Jenny's account of the first two years of marriage cannot be more accurate. I think I may have married her husband's clone, because he would always leave a dirty knife on the kitchen counter I had just wiped down a million times, the bathroom looking like a hurricane just happened to pass through, and dirty glasses everywhere from under the bed to one of my sock drawers.This book had me laughing out loud and looking back on those first two years of marriage with amusement. Definitely a good read, whether you're married, engaged, dating, single, or simply desperate.

Jenny Lee rode the English major book publishing wagon, then jumped into the internet marketing bubble. And as that bubble was deflating, she got hitched, and took good notes on her life as a newlywed. The results are hilarious. In seven chapters (maybe a seven year itch sequel?), each titled for one of the marriage clauses ("for richer or poorer"; "in sickness and health"), Lee recounts the mostly petty, irrational (a.k.a. serious) but funny incidents that make up couplehood. The book opens as the Vera Wang wedding dress comes off and the $500 silk negligee stays on for a whopping span of 3 minutes. After 5 years of dating him and contemplating marriage, kids, and even real estate(!), they're hitched. Now what? A lot of laughing on the reader's part. Her physician husband is mostly oblivious to the things that set her off and the domestic duties she performs. She rents a parking garage for their car, yet unbeknownst to her, he spends 30-90 minutes sometimes circling the block like a vulture, waiting for an on-street space to open. Her husband thinks nothing of circling the block, but can't understand why she would want to go one hour out of the way to purchase a special lipstick. She freaks that he uses gobs of her extremely expensive shampoo, not realizing its cost; but maybe he has a sweet reason for using it. There are fights over Scrabble, orange soda, name changes (change? Hyphen? Slash?) and "what's for dinner?", but the love remains. I wouldn't be surprised to see some scriptwriters lifting incidents from this book for their sitcoms. Essentially this is a very funny owners manual that should be read by all newlyweds and their parents.

I thought her book was insensitive and terrible, especially the chapter she dedicates to "playing poor" with her husband (trying to make it through the weekend without going to Starbucks too often). And then she has the nerve to complain when her husband (who earns the family income) uses her $100+ bottle of shampoo. Please! She should be sent to the third world, where she can learn about how much REAL women struggle to feed their families and survive a world that does not respect them. This book is not about marriage and unconditional love for another - it's about selfish, ridiculous behavior that only spoiled first worlders could imagine.

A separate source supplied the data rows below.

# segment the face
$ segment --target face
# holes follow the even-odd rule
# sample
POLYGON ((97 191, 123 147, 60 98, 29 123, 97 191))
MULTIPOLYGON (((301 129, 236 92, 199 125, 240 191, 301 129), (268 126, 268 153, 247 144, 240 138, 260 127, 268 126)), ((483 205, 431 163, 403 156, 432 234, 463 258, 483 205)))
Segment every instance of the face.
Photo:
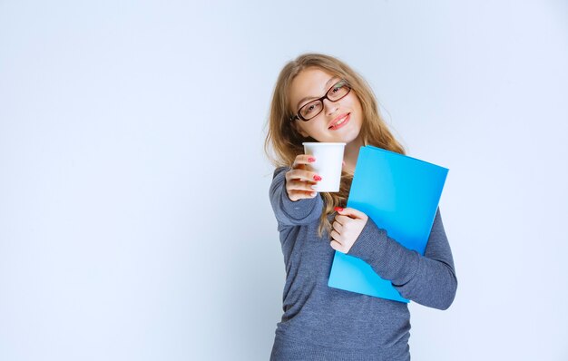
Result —
MULTIPOLYGON (((314 99, 324 96, 339 80, 339 77, 319 68, 303 70, 290 86, 290 105, 294 113, 314 99)), ((358 146, 363 112, 358 98, 351 91, 337 102, 325 99, 321 112, 309 121, 296 119, 292 122, 303 137, 309 136, 321 142, 345 142, 348 146, 358 146)))

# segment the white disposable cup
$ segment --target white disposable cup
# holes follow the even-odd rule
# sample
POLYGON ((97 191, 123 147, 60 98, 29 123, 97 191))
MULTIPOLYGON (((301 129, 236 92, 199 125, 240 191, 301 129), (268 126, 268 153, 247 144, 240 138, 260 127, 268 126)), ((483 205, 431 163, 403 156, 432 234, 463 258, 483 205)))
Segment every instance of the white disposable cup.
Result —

Being brand new in the marriage world I have had no idea what's going on. I saw this book and thought the title was interesting so I picked it up. I laughed out loud so much my husband thought I was going nuts. I can completely understand everything Jenny discusses. I can especially relate to "dating" other couples and wondering if they liked you as much as you like them. Will they call? Which couple is the 'guy' and which couple is the 'girl'? And her husband driving around for like 2 hours for a closer parking spot! I live in Arizona where parking is abundant, yet my husband insists on circling around until we find the "perfect" spot. Usually, I can do what needed to be done and home before he even parks! This book is clever, smart and totally relatable. I would suggest giving this to a bride-to-be so they can at least get a little glimpse into life after the dress - even if they don't take it to heart until six or seven months after they've been married and wonder what they were thinking.